Despite a traditionally busy fall season, civil litigators from the Ottawa and Eastern Ontario region gathered again this November at a County of Carleton Law Association (CCLA) annual litigation conference to share best practices and listen to the wisdom of judges and masters in an out-of-court setting. Fasken Martineau Ottawa’s litigation group was invited to speak at the conference and provided thoughts and recommendations on successful litigation strategies. Peter N. Mantas, the head of Fasken Martineau Ottawa’s litigation group, spoke on a procedural and 21st century international business and technology driven development -- the use of video conferencing in examination of witnesses.
In the modern litigation world, the seat of the parties is rarely local to the seat of the court or counsel, generating a steady increase in the practice of conducting witness examinations by way of a virtual videoconference (as opposed to a more traditional way of viva voce examination confining witness and counsel to the same location and space). An obvious benefit to clients from this new procedural phenomenon is dramatic savings in costs, including travel, accommodation and, indeed, technology, thanks to the rapid proliferation of Skype and other similar services over the past few years.
At the same time, the recent rise of videoconference witness examinations poses a number of challenges: (i) when, if ever, and in which circumstances viva voce examination is mandatory and can be ordered by the court if the parties disagree on the procedure of examination; and (ii) which party bears the costs of a witness’s travel and accommodation, and if virtual examination is agreed upon or ordered by the court, the costs of setting up the videoconference.
The law does not answer these questions with certainty.

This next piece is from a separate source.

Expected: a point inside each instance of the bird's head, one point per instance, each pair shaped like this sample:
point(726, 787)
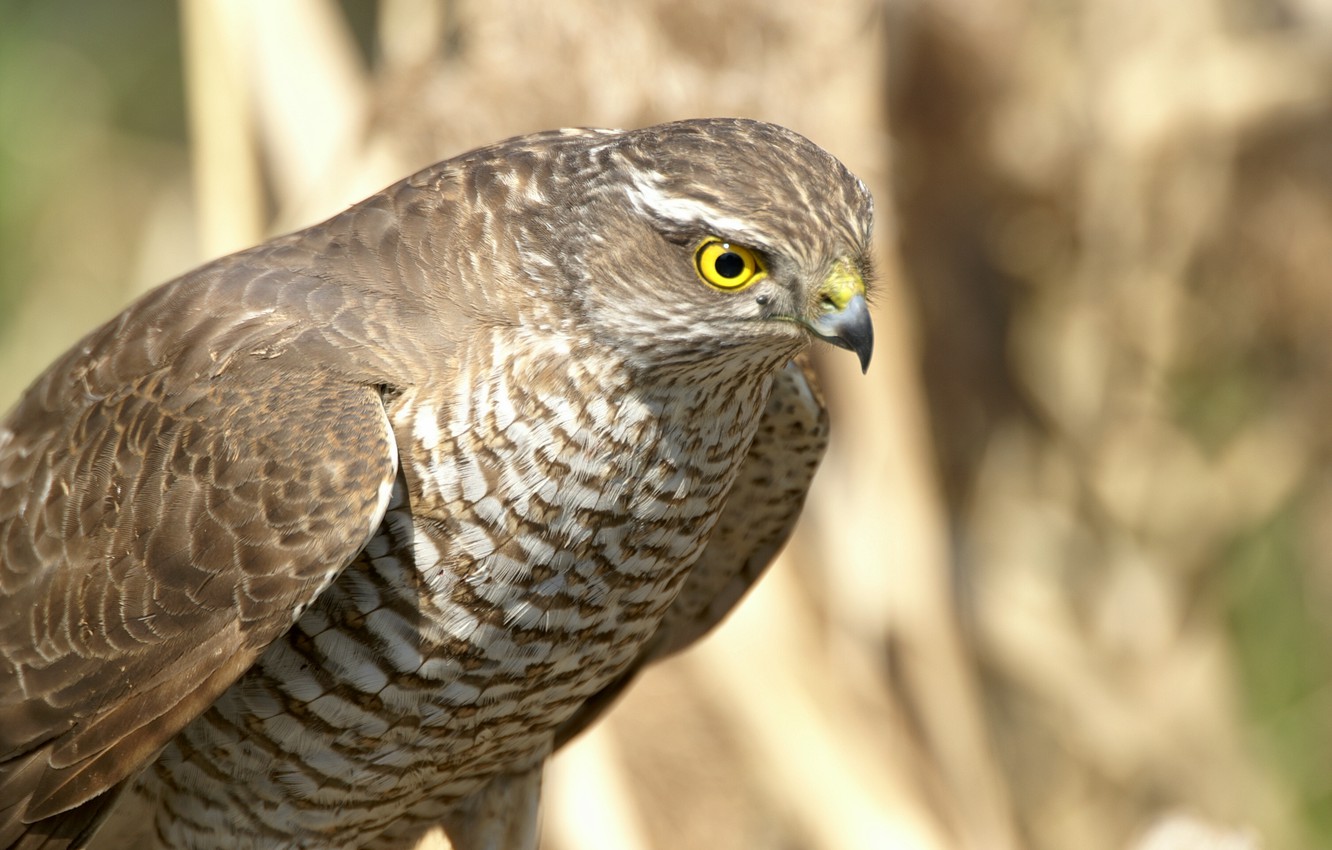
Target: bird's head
point(691, 243)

The paces of technology and law in this area do not match. To date, the law in Ontario and throughout Canada as to who can be examined by videoconference, when and at what cost, is scarce, being comprised of less than two dozen reported decisions, and leaving greater room for advocacy.

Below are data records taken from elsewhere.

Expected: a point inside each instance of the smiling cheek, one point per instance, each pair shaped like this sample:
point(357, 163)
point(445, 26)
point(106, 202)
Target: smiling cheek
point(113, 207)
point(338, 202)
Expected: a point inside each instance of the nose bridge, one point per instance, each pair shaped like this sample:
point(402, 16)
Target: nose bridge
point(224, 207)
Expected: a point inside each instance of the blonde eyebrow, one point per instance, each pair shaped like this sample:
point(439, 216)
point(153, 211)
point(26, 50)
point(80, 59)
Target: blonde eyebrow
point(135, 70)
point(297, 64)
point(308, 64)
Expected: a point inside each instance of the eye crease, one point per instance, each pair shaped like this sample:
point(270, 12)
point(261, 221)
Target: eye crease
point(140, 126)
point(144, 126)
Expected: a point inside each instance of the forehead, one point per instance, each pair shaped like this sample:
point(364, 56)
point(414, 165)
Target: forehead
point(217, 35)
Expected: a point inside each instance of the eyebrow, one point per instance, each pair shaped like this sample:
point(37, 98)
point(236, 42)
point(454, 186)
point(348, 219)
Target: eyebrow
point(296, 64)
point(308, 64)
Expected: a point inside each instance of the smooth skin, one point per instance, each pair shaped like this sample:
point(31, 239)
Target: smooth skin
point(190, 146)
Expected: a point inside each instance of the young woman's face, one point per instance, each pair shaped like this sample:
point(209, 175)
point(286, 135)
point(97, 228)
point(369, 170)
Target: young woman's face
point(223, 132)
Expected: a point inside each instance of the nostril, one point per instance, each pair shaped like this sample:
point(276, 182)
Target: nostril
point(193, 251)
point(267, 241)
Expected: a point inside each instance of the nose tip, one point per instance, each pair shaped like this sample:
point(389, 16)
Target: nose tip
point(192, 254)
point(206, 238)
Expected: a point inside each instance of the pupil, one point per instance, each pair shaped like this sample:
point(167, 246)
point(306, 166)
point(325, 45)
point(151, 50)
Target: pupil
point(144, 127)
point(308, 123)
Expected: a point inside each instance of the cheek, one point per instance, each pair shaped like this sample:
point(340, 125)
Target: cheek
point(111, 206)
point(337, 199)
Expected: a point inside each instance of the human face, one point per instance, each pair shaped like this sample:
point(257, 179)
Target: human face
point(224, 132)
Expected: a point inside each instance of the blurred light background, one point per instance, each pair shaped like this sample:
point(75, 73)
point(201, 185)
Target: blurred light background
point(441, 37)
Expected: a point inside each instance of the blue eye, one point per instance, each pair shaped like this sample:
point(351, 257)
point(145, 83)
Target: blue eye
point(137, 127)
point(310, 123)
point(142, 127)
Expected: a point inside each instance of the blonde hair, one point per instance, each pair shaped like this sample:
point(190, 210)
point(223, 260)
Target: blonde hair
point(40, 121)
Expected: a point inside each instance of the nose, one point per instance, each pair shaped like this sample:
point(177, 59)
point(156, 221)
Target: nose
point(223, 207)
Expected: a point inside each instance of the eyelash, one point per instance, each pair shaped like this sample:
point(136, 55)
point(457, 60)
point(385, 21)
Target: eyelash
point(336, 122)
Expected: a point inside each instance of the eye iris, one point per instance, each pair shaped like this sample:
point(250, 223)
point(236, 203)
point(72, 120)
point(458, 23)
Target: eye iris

Fasken Ottawa litigators have been at the forefront of these procedural changes, setting reality standards and contributing to developments in law in this area. This includes a recent representation of an Ottawa-based international corporate client litigating against several entities located in Iraq.
This litigation, and the issue of examination by videoconference in particular, piqued the interest of the public (the case was reported in the news) and indeed, the profession. While the courts’ idea about facts driving each case is consistent with the axiom of broad judicial discretion to fashion the most just and expeditious process, and the alternative of video conferencing is appealing, its implementation remains challenging in the real world where the disputants are ordered to work together to find ways to overcome logistical difficulties (such as language, time zones, the presentation of documents to a witness), including with the assistance of “imaginative counsel [capable of] making effective use of technology.”
Formed in Ottawa in 1888 by a group of 60 lawyers, the CCLA has grown into the second largest law association in Ontario, uniting outstanding members of the bar and featuring one of the strongest advocacy groups in Ontario.
The CCLA annual civil litigation conference has achieved acclaims throughout the province and beyond for bringing together civil and commercial litigators from private, public and in-house practice, as well as senior members of the provincial and federal bench. While the beautiful Chateau de Montebello has been home to the conference for a number of years, this time the conference was hosted at Mont-Tremblant’s Fairmont Royal, to accommodate the growing professional interest in the conference and its speakers and guests.